What is Cochlear.ai Sense?¶
Cochlear.ai offers audio cognition systems as a service. Our cloud API service Cochlear.ai Sense enables developers to analyze audio contents by extracting non-verbal information. It is based on gRPC framework and python, java, node.js are supported in beta version.
If you need any help or support, please do not hesitate to send us an email at firstname.lastname@example.org.
Please send us the audio samples that are not working properly with our API and tell us any issues you face during the development. It would be greatly appreciated. Thank you for your participation!
- File input methods
- ‘speech_detector’ (speech activity detection)
- ‘music_detector’ (music activity detection)
- ‘age_gender’ (age and gender detection)
- ‘music_genre’ (music genre detection)
- ‘music_mood’ (music mood estimation)
- ‘music_tempo’ (music tempo detection)
- ‘music_key’ (music key detection)
- ‘event’ (audio event detection)
- Streaming input methods
- ‘speech_detector_stream’ (speech activity detection)
- ‘music_detector_stream’ (music activity detection)
- ‘age_gender_stream’ (age and gender detection)
- ‘music_genre_stream’ (music genre detection)
- ‘music_mood_stream’ (music mood estimation)
- ‘event_stream’ (audio event detection)
For ‘event’ and ‘event_stream’, the following subtasks are available.
‘babycry’, ‘carhorn’, ‘cough’, ‘dogbark’, ‘glassbreak’, ‘siren’, ‘snoring’
In other cases, the subtask will be ignored.
Key features of beta version¶
Our beta version API includes the following major updates compared to the alpha version.
- Improved latency
- Streaming input support
- Example client codes of other languages (Java, Node.js)
- Additional functionalities
- Speech and music activity detection
- Age and gender detection
- Additional sound event class (glassbreak)
- Improved performance
In this short tutorial, we introduce Cochlear.ai Sense API and go through the process of analyzing your first audio content.

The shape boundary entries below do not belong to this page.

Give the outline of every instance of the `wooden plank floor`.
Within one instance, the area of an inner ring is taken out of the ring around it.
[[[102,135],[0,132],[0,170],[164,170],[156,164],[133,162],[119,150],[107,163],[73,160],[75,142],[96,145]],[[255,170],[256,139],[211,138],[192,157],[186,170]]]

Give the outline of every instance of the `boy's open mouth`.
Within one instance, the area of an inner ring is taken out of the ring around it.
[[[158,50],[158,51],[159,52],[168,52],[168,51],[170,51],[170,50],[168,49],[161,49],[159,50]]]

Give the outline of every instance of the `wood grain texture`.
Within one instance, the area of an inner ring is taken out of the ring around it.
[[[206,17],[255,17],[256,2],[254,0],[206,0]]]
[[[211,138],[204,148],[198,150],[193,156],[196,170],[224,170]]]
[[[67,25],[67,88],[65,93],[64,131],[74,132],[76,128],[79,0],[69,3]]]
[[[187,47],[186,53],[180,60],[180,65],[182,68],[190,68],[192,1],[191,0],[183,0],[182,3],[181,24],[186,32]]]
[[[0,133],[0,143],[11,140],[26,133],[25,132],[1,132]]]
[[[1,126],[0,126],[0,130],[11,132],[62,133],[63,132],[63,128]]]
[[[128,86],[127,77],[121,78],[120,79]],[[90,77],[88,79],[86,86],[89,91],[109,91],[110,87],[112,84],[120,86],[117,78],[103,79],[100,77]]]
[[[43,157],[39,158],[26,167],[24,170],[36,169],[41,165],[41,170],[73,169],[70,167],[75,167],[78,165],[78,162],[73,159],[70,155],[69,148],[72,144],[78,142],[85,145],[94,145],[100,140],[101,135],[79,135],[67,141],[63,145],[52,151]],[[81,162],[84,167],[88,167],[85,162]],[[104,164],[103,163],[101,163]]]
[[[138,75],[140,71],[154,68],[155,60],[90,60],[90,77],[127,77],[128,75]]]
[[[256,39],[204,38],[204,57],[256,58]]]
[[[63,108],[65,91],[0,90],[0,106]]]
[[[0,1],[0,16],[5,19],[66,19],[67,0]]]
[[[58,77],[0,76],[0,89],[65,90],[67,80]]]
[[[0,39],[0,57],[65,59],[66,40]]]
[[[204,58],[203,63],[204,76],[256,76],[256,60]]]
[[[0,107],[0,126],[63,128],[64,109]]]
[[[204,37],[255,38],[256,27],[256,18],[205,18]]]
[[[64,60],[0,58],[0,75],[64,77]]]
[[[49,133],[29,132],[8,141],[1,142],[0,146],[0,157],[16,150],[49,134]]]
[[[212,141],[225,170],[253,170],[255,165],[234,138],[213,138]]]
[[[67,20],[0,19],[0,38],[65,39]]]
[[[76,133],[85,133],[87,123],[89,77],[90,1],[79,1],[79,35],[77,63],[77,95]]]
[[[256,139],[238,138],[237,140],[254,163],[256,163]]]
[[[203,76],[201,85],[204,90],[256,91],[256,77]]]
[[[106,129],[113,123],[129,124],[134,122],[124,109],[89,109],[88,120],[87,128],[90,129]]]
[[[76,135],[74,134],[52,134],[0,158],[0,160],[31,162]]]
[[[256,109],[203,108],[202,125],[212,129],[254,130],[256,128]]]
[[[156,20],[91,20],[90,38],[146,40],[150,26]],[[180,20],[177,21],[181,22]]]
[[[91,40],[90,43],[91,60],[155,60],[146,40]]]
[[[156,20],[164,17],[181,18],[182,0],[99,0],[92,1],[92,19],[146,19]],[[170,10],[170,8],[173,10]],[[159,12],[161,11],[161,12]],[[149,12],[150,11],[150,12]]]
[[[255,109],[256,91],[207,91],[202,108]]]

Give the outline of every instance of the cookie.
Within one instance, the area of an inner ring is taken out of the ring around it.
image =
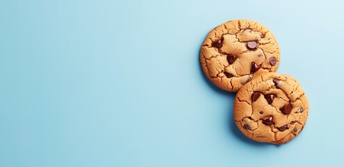
[[[203,42],[200,61],[208,78],[218,87],[238,92],[248,81],[275,72],[279,47],[272,33],[262,24],[237,19],[211,30]]]
[[[294,138],[306,125],[307,97],[292,77],[265,74],[246,84],[234,100],[236,125],[248,138],[281,145]]]

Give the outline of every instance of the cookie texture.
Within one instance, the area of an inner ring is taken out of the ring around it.
[[[280,51],[266,27],[254,21],[236,19],[209,32],[201,47],[200,61],[213,84],[225,90],[238,92],[252,79],[275,72]]]
[[[236,125],[248,138],[281,145],[306,125],[308,100],[294,78],[267,73],[246,84],[234,100]]]

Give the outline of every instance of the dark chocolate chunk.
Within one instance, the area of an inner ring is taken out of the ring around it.
[[[286,129],[289,129],[289,127],[288,127],[288,125],[286,125],[284,126],[281,126],[281,127],[277,127],[277,129],[279,131],[281,131],[281,132],[284,132]]]
[[[248,124],[244,124],[244,126],[243,126],[243,127],[245,129],[251,129],[251,126],[249,126],[249,125],[248,125]]]
[[[254,92],[252,93],[252,95],[251,95],[251,100],[252,100],[252,102],[256,102],[259,96],[261,96],[261,93]]]
[[[272,80],[275,83],[275,86],[276,86],[276,88],[279,88],[279,86],[281,84],[281,83],[282,82],[282,81],[281,80],[279,80],[279,79],[274,79]]]
[[[277,61],[275,57],[270,57],[269,59],[270,65],[275,66],[276,65]]]
[[[233,64],[233,63],[234,63],[234,61],[236,61],[236,56],[231,55],[231,54],[227,55],[228,63]]]
[[[272,116],[269,116],[265,119],[263,120],[263,123],[266,125],[271,125],[275,124],[275,122],[272,121]]]
[[[223,74],[224,74],[227,78],[231,78],[234,76],[232,74],[228,72],[224,72]]]
[[[220,49],[222,47],[222,40],[215,40],[211,42],[211,46]]]
[[[297,132],[297,128],[294,128],[294,129],[293,129],[291,131],[291,133],[293,134],[296,134],[296,133]]]
[[[248,41],[247,44],[247,48],[250,50],[255,50],[257,47],[257,42],[252,40]]]
[[[251,72],[255,72],[258,71],[259,69],[261,69],[261,65],[257,65],[256,64],[256,63],[252,61],[251,66]]]
[[[276,95],[275,95],[275,94],[268,94],[268,95],[264,95],[264,97],[268,101],[268,103],[269,104],[271,104],[272,103],[272,102],[274,101],[275,97],[276,97]]]
[[[284,107],[279,109],[281,111],[282,111],[284,114],[289,114],[291,112],[291,109],[293,109],[293,106],[290,104],[288,104],[285,105]]]

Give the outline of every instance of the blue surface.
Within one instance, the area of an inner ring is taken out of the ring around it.
[[[0,166],[339,166],[340,1],[1,1]],[[307,125],[276,146],[235,127],[234,93],[202,74],[208,32],[268,26]]]

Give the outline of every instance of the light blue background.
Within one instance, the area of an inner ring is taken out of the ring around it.
[[[343,166],[344,3],[284,1],[1,1],[0,166]],[[234,19],[274,33],[309,97],[284,145],[246,138],[202,74]]]

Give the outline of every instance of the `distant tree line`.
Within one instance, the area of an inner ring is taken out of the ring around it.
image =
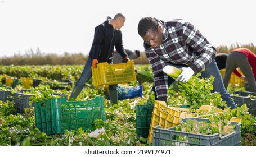
[[[224,45],[216,48],[217,53],[228,53],[232,50],[239,48],[245,47],[256,53],[256,47],[253,44],[240,45],[232,44],[230,47]],[[64,52],[62,55],[55,53],[42,53],[39,48],[34,52],[32,49],[25,52],[23,55],[15,54],[11,57],[0,58],[0,64],[2,65],[83,65],[88,59],[88,55],[82,53],[70,53]],[[135,64],[147,64],[149,62],[145,52],[141,52],[140,57],[134,59]]]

Step 1. Get your Free API key¶
Every API access is managed with API key. If you are a first time user, visit http://cochlear.ai/beta-subscription/ to get your free API key.
All API keys are limited to 700 audio files and 10 minute audio streams per method per day.
Daily Quota: 700 calls per method (audio file) / 10 minutes per method (audio stream)
Daily quotas are refreshed at the end of a 24-hour window (GMT+0).
Step 2. Clone this repository¶
This repository contains the libraries required to utilize Cochlear.ai Sense API. Copy the code below or manually download to use.
$ git clone https://github.com/cochlearai/sense-client
Step 3. Setup your environment (python)¶
This and the next steps assume the python 2.7 environment running on Ubuntu. If you are using java, please refer to the following documents:
The tutorial for node.js is soon to be updated.
- Install portaudio
This is required only for streaming methods.
$ apt install python-dev portaudio19-dev
- Install pip
Run the following codes.
$ wget https://bootstrap.pypa.io/get-pip.py $ python get-pip.py
As an alternative, you can also use apt-get command
$ apt-get install python-pip
To install the dependencies presented below, pip version 10.0.1 or later is recommended.
- (Optional) Install virtualenv
If you want to setup the python environment on virtualenv, run the following codes.
$ pip install virtualenv $ virtualenv venv $ source venv/bin/activate
You can verify whether the virtual environment is successfully activated with the prefix (venv) in the terminal window.
- Install python libraries
Run the following codes.
$ pip install --upgrade pip $ pip install --no-cache-dir -r requirements.txt
Step 4. Make your first call (python)¶
- Example codes
For the examples of the file input methods and the streaming methods, please refer to ./examples/example_file.py and ./examples/example_stream.py, respectively.
After inserting your API key to the example code, run the code below.
$ python ./examples/example_file.py $ python ./examples/example_stream.py
The size of the input audio file is recommended not to exceed 100MB.
Note that the type of the result is not determined by the input audio but by the method you call. For example, if you call a music analysis method with a speech data, the model will regard the input as a music signal and make predictions based on its knowledge about the music. Please be aware of the kind of the audio inputs you are using.
- Audio coming directly from the microphone may return unstable results.
- If the original sampling rate of your audio file does not match our requirement, use it as it is rather than resampling it by yourself.